For example, the ability to recall words in order depends on a number of characteristics of these words: fewer words can be recalled when the words have longer spoken duration (this is known as the word-length effect) or when their speech sounds are similar to each other (this is called the phonological similarity effect). More words can be recalled when the words are highly familiar or occur frequently in the language. Chunking of information can also lead to an increase in short-term memory capacity. For example, it is easier to remember a hyphenated phone number than a single long number because it is broken into three chunks instead of existing as ten digits.

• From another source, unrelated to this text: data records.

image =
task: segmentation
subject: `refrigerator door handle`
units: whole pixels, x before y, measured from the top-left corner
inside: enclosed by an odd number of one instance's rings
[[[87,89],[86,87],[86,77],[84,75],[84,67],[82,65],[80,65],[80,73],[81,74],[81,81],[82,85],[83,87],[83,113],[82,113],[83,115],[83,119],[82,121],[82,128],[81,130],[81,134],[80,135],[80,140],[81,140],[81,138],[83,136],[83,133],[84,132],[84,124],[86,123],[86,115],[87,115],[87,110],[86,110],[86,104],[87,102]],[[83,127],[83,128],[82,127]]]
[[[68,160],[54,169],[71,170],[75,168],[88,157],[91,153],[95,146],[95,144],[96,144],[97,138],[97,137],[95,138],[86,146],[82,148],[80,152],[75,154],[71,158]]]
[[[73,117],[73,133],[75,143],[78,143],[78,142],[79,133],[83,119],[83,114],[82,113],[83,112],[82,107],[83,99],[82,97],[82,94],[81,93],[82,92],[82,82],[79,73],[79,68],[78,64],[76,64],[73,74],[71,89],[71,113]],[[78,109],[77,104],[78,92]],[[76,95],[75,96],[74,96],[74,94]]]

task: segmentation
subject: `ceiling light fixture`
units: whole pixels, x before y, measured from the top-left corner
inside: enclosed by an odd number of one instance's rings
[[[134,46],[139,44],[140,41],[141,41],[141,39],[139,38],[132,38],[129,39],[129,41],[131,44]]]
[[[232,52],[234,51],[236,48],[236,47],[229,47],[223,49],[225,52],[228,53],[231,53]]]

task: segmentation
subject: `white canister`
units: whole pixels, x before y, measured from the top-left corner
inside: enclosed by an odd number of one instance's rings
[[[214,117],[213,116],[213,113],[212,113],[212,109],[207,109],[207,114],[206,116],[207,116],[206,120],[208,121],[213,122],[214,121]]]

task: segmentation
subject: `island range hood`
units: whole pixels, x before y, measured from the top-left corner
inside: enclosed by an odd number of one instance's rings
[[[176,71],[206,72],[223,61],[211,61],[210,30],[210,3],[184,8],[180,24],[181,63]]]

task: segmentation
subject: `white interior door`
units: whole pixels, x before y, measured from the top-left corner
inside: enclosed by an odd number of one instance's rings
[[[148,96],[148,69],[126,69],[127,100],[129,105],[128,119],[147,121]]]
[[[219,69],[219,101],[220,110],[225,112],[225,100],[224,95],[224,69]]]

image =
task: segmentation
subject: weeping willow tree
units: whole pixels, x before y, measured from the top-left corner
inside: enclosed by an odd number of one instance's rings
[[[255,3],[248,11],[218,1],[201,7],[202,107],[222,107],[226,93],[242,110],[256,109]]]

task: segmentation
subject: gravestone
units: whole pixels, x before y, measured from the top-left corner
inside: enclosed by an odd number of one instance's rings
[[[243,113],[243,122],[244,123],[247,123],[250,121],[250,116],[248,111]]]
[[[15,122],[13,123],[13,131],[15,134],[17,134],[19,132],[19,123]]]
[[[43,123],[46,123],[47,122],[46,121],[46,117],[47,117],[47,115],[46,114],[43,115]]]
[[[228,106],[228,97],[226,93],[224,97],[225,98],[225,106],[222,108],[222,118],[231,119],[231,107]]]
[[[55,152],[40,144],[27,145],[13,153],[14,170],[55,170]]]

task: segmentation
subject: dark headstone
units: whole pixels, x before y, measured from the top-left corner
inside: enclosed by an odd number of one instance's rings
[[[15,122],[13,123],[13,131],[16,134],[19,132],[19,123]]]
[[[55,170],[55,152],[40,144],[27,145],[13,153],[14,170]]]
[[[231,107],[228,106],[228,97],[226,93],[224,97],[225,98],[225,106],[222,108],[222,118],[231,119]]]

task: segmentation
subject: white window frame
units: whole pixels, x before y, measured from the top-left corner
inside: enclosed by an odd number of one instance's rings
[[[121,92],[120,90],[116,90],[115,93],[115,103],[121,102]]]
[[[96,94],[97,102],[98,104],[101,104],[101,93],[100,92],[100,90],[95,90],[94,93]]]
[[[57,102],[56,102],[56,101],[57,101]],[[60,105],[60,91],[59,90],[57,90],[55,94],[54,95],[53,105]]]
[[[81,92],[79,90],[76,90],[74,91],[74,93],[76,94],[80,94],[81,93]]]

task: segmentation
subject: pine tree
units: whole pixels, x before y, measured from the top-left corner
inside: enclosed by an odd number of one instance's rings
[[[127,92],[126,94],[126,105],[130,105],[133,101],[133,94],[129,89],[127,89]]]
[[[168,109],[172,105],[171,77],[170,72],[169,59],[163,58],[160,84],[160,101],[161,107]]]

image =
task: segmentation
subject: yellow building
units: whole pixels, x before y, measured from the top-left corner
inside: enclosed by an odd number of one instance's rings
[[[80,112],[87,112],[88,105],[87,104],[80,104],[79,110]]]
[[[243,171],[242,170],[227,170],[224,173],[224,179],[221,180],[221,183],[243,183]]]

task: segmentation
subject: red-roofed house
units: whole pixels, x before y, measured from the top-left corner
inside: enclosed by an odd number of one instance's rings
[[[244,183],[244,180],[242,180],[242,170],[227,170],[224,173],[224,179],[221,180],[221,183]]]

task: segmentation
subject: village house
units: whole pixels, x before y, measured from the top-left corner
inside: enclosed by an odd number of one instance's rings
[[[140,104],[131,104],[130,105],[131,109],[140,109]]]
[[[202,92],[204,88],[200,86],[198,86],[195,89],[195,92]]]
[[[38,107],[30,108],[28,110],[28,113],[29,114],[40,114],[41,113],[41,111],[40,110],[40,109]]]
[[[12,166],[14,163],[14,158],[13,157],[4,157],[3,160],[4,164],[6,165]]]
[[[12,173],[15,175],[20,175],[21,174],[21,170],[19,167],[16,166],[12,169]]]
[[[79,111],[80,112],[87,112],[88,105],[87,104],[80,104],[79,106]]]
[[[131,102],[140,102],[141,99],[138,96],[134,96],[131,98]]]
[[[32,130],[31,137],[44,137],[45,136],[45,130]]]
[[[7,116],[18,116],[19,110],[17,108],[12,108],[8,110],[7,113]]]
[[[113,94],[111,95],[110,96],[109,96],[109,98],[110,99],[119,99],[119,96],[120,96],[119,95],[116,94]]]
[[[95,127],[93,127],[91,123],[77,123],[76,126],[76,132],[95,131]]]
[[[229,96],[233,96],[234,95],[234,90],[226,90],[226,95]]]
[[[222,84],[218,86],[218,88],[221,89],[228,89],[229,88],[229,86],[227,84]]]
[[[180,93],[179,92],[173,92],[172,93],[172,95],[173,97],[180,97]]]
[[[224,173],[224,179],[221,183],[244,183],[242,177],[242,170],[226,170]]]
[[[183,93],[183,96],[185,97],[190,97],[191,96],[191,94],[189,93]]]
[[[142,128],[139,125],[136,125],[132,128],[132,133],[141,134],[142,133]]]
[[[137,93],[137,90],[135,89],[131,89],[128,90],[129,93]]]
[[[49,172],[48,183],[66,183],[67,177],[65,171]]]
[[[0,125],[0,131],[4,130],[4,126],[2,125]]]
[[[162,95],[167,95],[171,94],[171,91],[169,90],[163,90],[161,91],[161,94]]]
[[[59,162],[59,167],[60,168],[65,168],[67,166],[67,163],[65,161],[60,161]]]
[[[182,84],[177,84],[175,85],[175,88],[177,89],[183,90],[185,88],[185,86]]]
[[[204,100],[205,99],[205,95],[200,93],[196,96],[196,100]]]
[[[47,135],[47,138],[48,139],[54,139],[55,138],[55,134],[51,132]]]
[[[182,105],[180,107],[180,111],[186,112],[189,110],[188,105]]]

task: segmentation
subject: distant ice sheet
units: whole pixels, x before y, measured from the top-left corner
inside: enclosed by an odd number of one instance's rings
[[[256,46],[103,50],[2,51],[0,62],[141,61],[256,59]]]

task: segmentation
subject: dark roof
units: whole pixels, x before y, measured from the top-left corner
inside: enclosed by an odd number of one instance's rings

Rehearsal is the process in which information is kept in short-term memory by mentally repeating it. When the information is repeated each time, that information is re-entered into the short-term memory, thus keeping that information for another 10 to 20 seconds, the average storage time for short-term memory. Distractions from rehearsal often cause disturbances in short-term memory retention. This accounts for the desire to complete a task held in short-term memory as soon as possible.

Working Memory

Though the term "working memory" is often used synonymously with "short-term memory," working memory is related to but actually distinct from short-term memory. It holds temporary data in the mind where it can be manipulated. Baddeley and Hitch's 1974 model of working memory is the most commonly accepted theory of working memory today. According to Baddeley, working memory has a phonological loop to preserve verbal data, a visuospatial scratchpad to control visual data, and a central executive to disperse attention between them.

Phonological Loop

The phonological loop is responsible for dealing with auditory and verbal information, such as phone numbers, people's names, or general understanding of what other people are talking about. We could roughly say that it is a system specialized for language. It consists of two parts: a short-term phonological store with auditory memory traces that are subject to rapid decay, and an articulatory loop that can revive these memory traces. The phonological store can only store sounds for about two seconds without rehearsal, but the auditory loop can "replay them" internally to keep them in working memory. The repetition of information deepens the memory.

Visuospatial Sketchpad

Visual and spatial information is handled in the visuospatial sketchpad. This means that information about the position and properties of objects can be stored. The phonological loop and visuospatial sketchpad are semi-independent systems; because of this, you can increase the amount you can remember by engaging both systems at once. For instance, you might be better able to remember an entire phone number if you visualize part of it (using the visuospatial sketchpad) and then say the rest of it out loud (using the phonological loop).

Central Executive

The central executive connects the phonological loop and the visuospatial sketchpad and coordinates their activities. It also links the working memory to the long-term memory, controls the storage of long-term memory, and manages memory retrieval from storage. The process of storage is influenced by the duration in which information is held in working memory and the amount that the information is manipulated. Information is stored for a longer time if it is semantically interpreted and viewed with relation to other information already stored in long-term memory.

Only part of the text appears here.